President Barack Obama’s recently released proposed Budget of the U.S. Government for the Fiscal Year 2011 (the “Proposed 2011 Budget”) would disallow the deduction for excess non-taxed reinsurance premiums paid to foreign affiliates by a U.S. insurance company. The Proposed 2011 Budget projects that this disallowance would result in tax receipts of $22 million in 2011, and totaling $223 million over the next five years.
The current deductions allow a ceding U.S. insurer to reduce its U.S. taxable income, while at the same time an affiliated foreign reinsurer located in certain jurisdictions does not have to pay U.S. taxes on the premium income generated from the ceded policies. Thus, the total U.S. taxes paid by the ceding insurer and affiliated foreign reinsurer are reduced while keeping all of the risk within the affiliated companies.

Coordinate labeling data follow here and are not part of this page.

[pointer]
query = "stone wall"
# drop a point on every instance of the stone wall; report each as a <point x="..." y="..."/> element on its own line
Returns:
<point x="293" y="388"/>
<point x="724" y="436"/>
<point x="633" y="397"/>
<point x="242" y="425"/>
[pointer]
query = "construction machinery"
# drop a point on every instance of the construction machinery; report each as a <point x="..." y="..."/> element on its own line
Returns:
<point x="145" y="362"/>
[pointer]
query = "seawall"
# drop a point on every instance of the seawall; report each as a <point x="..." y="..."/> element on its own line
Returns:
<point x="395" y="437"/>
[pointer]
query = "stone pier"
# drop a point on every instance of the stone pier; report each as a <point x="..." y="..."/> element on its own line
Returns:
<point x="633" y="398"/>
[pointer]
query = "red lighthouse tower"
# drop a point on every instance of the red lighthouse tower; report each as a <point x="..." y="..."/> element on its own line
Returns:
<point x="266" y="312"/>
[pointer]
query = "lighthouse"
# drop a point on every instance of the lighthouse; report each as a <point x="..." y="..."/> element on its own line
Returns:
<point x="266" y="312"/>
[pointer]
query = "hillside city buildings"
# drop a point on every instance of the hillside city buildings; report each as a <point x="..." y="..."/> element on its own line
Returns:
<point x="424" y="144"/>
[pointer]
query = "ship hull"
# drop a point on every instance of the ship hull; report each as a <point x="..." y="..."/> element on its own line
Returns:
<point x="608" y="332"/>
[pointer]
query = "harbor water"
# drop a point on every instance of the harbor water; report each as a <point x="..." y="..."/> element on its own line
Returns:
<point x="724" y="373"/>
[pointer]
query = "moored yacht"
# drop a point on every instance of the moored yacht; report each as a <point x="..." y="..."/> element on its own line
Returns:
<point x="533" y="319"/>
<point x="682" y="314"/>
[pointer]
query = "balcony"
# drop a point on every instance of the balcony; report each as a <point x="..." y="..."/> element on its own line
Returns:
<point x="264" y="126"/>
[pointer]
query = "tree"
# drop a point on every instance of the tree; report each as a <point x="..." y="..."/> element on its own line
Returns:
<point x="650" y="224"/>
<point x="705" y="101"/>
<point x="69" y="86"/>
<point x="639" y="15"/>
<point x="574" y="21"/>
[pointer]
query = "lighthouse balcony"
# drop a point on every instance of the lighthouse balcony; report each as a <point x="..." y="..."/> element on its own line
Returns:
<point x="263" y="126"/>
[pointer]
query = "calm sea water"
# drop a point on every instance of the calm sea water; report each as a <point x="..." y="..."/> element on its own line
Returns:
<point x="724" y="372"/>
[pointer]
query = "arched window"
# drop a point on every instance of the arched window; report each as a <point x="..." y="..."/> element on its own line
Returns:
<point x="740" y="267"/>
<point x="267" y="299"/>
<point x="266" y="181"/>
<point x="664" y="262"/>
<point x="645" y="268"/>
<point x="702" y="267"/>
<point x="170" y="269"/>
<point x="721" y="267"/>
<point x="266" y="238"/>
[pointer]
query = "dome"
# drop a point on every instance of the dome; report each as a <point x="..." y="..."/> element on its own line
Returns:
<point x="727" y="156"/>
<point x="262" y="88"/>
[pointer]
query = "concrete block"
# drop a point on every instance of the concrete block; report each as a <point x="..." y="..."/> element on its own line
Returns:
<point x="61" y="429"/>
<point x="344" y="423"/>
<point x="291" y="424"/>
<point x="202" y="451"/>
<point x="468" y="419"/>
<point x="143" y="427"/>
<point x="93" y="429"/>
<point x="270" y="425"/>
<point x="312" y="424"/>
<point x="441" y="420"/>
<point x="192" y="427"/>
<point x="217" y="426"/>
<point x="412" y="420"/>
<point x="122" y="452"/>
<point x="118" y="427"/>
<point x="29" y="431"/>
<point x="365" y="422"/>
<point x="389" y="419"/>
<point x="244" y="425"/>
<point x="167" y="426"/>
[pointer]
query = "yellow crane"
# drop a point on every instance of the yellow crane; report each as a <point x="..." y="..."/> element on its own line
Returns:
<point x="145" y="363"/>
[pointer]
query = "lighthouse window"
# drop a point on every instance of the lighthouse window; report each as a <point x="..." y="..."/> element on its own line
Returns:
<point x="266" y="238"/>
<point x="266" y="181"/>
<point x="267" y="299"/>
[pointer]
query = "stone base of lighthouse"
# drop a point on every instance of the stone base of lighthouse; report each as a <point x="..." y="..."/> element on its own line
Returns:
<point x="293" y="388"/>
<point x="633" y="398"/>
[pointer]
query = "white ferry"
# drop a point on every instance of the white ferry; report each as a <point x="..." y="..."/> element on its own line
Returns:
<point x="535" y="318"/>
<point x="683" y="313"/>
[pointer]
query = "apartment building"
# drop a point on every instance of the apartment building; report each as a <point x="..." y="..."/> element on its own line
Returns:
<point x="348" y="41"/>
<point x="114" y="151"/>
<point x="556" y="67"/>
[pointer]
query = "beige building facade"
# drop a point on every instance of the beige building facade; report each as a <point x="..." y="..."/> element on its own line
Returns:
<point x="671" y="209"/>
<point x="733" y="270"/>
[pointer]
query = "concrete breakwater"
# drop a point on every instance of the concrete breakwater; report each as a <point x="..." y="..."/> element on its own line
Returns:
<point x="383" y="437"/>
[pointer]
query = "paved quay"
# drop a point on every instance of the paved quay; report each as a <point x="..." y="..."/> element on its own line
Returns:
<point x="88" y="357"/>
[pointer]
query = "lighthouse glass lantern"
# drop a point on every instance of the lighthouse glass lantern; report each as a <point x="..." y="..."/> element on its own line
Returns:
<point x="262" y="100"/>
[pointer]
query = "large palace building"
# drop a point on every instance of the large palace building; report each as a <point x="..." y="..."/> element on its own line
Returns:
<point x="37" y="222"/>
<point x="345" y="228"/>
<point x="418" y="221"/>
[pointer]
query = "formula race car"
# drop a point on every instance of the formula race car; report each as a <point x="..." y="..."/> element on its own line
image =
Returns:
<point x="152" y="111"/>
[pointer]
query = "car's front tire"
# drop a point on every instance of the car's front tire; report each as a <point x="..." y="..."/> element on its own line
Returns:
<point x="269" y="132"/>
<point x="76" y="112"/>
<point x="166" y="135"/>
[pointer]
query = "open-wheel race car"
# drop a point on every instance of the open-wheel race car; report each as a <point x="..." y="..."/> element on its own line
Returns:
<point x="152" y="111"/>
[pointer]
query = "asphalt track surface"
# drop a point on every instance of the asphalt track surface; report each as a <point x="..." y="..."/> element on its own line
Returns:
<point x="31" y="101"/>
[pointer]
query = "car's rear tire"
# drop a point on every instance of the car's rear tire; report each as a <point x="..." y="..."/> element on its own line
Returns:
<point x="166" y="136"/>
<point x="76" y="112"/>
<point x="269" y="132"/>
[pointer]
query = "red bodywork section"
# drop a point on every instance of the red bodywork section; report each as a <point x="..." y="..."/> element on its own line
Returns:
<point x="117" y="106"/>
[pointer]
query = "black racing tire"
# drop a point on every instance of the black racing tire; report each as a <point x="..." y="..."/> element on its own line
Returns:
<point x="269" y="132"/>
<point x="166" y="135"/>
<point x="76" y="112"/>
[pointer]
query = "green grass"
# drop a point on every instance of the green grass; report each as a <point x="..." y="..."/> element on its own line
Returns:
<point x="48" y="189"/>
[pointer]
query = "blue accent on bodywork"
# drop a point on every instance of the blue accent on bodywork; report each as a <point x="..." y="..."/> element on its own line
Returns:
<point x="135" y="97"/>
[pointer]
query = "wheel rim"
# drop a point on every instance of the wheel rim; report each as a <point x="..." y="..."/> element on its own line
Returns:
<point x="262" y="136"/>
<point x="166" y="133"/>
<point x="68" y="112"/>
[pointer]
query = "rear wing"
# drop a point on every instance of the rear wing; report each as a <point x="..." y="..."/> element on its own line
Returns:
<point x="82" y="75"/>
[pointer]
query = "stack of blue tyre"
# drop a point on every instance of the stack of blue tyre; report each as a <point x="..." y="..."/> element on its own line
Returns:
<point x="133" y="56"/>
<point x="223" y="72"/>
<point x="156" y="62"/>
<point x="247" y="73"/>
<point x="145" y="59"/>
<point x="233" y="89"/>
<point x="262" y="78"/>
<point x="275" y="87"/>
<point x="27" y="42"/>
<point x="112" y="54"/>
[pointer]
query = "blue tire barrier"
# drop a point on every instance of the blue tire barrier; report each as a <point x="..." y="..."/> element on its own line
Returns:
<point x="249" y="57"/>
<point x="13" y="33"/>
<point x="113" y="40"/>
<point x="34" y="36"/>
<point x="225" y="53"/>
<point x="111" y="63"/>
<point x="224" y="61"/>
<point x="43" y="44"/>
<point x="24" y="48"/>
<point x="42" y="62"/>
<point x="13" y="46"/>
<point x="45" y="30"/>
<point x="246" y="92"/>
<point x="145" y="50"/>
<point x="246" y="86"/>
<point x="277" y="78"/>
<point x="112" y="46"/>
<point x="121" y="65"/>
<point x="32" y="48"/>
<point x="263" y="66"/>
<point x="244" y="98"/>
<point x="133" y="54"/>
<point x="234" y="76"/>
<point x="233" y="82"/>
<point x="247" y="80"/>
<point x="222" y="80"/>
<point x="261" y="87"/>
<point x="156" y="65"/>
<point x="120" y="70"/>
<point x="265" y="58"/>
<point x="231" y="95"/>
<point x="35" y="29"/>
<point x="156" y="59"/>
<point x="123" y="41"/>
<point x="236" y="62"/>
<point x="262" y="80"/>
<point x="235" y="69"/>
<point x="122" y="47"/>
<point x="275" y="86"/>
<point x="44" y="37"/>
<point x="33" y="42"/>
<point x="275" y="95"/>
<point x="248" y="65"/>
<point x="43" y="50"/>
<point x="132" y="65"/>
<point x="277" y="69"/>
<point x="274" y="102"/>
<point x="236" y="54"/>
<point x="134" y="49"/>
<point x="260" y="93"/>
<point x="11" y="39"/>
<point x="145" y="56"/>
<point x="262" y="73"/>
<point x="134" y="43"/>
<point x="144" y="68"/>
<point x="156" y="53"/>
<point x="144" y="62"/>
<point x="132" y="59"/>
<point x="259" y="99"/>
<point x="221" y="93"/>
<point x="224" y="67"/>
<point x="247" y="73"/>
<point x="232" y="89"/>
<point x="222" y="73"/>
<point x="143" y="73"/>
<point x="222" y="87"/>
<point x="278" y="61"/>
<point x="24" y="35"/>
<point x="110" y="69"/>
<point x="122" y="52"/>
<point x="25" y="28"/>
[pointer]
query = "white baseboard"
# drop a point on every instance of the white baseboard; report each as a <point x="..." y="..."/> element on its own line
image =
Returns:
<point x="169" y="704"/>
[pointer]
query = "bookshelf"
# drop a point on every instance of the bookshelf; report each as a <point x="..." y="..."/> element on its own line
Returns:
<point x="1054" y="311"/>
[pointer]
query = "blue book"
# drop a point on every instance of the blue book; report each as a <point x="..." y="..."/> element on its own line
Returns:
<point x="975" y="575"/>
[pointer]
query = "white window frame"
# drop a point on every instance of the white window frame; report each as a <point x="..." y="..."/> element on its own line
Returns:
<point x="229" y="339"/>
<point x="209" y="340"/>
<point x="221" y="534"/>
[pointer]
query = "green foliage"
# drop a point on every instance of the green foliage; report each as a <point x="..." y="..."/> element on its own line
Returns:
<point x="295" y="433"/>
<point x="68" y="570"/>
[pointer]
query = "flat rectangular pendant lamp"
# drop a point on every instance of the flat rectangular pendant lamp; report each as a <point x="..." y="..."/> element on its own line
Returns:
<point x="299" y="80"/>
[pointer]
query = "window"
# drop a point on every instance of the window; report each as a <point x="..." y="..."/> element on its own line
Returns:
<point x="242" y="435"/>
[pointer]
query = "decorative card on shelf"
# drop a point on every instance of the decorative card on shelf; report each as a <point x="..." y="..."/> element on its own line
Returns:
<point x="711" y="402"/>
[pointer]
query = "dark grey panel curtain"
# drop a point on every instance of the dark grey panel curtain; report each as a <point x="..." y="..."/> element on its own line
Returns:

As we have previously noted in our blog posts on this topic here, here and here, proponents for the elimination of this deduction contend that offshore companies are provided an unfair tax advantage and that the lack of equal footing results in the migration of capital abroad. Opponents of the elimination of this deduction argue that elimination is akin to a protectionist tariff and although U.S.-based reinsurers would sell more reinsurance, much reinsurance would simply vanish due to increased rates and reduced coverage.